Back when I started writing my first wine column for SEE in 2008, I eagerly put up one of those types of stories a week – and my word count was pretty healthy at first, around 700 or 800 words. (Ah, the last glory days of alt-weekly publishing.) Because it was the start of my writing career, I found endless new topics to write about.

So I wrote a wine column every week for two years – just over 100 columns total. I burned through quite a lot of topics in that time, but I still had lots of ground to cover as my own knowledge continued to grow. Then I started writing a column for Vue, though it was shorter (usually about 500 words) and every second week instead of weekly; later it became every third week. (Ah, the slow death of alt-weekly publishing.) My rough estimation is that I wrote another 100 or so columns for Vue, as well as good chunk of additional wine stories for special features, advertising products, my personal blog and a couple other publications. Oh yeah, and my book.

Not all of those 200+ columns followed a 101-style approach – I like to think they matured a bit, as I grew in both writing skill and wine knowledge. But every year, without fail, somehow I managed to find myself writing a story about rosé wine in the spring. It was an easy default topic to write about. I tried to find new ways to present it, new angles to cover. I also really like rosé wine, so I had a longer attention span for it than other topics. But after a half dozen of those, the love affair was over. I felt I had said all I could about the topic.
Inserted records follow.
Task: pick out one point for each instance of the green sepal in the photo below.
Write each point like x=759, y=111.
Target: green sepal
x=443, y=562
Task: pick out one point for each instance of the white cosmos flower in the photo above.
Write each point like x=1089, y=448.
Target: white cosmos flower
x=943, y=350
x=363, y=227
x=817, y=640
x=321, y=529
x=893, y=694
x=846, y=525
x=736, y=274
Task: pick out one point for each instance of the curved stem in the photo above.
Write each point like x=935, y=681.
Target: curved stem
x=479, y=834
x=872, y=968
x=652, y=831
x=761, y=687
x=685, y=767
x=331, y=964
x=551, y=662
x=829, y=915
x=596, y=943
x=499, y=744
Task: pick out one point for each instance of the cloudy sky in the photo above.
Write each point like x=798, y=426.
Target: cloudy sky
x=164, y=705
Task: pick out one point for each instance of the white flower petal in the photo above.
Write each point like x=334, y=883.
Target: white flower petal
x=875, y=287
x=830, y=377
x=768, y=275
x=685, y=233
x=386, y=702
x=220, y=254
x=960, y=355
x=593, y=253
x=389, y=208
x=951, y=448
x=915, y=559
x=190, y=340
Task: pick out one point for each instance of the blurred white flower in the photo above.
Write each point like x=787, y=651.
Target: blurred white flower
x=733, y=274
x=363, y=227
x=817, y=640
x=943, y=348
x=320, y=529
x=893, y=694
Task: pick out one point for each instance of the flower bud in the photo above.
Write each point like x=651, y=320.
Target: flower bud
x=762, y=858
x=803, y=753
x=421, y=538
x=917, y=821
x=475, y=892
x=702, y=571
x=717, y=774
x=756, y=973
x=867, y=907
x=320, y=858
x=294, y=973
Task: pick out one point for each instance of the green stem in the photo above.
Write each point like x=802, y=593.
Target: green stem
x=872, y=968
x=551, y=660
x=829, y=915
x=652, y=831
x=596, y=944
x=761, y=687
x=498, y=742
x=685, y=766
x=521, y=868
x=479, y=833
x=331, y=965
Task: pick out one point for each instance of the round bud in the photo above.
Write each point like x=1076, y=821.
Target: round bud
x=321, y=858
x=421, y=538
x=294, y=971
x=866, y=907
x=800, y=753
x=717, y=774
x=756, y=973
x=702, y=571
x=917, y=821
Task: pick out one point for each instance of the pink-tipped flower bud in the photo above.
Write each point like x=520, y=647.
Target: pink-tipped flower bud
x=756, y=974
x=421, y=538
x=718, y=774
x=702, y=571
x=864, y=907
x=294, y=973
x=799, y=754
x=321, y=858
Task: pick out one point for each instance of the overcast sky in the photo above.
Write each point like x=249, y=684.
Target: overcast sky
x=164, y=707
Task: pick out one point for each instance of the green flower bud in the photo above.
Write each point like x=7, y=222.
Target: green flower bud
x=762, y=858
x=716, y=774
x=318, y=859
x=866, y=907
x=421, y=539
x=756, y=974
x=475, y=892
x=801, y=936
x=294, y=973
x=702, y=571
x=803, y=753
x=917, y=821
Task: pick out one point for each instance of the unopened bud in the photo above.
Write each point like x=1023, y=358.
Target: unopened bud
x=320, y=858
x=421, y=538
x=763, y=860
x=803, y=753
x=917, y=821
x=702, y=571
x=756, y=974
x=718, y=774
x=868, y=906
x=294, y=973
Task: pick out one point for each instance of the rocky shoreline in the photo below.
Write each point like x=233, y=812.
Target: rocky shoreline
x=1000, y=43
And yet. There I was, every spring, writing another one or two.


rose pink wine spring daffodil
One of my early examples of wine photography – look at all that spring! Pink wine! Daffodils! Green things!

Fellow writers will know what I’m talking about – not just wine writers, either. There’s a big demand for intro-style, bite-sized nuggets of information on all manner of topics, for all sorts of websites and publications. There are quite a few writers out there who probably make a decent living (or at least good spending money) writing and rewriting the same sorts of stories. For wine writers, it’s rosé wine in the spring, Thanksgiving pairings in the fall, port and Champagne during the holidays, BBQ wines in the summer.
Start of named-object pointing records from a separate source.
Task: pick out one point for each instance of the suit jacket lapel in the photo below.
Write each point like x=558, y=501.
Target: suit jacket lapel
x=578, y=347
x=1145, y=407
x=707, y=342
Holy shit, do I ever not want to write any of those types of stories again. I won’t do it even if you pay me. (OK, that’s a lie – if you pay me enough I’ll do it, but it better be enough to buy me a really nice bottle of wine.)


There’s a deeper issue at stake here – the seemingly endless demand for bite-sized chunks of information on whatever subject is at hand. Much less value is placed on writing that delves deeper, as it then becomes too esoteric for the average person – after all, it’s all about hitting the highest number of clicks as possible. Those types of stories also cost more, because they have to be written by someone who knows what they are talking about. Online businesses can’t just pay some random person to slap something together in a few minutes and then draw viewers in with clickbait-y headlines.

But as an ever-growing number of people deepen their knowledge on countless subjects, isn’t it time to start putting forth deeper pieces of writing on a more regular basis – universal appeal be damned? Personally, I also have no problem reading something that’s way above my head on a subject I’m not too familiar with. It challenges you to learn something new, if you’re at all interested in the subject. And if you’re not, oh well – at least you’ll have broadened your mind a little bit.

As publication after publication falls or slashes itself to ribbons – mainstream and niche papers and publications alike – there’s an increased demand for new content that goes beyond the generic 101 stuff you see everywhere online, which has been written and re-written to death. The problem is the same one that’s been endlessly plaguing journalism and print media of all stripes – who’s going to pay for it? I’d love to delve into the nitty gritty of wine culture on a regular basis, but so far I’ve only been able to do this here, on my own blog. It’s fun in my spare time, but I just don’t give it the priority as my paying gigs. (Yeah, I know – I should really start up something, shouldn’t I? Easier said than done, though.)

I still enjoy a solid, well-written 101 read, make no mistake. And I would never begrudge anyone who’s getting started on a writing career, or a new hobby, through stories like that. As I said, they are a wonderful way to kick off a lifelong career/passion. I’d just like to see more examples that go a little bit further, that take the time to explore something below surface level.

So to anyone who’s out there writing or reading an article about rosé wine right now: power to you. I happily pass the torch.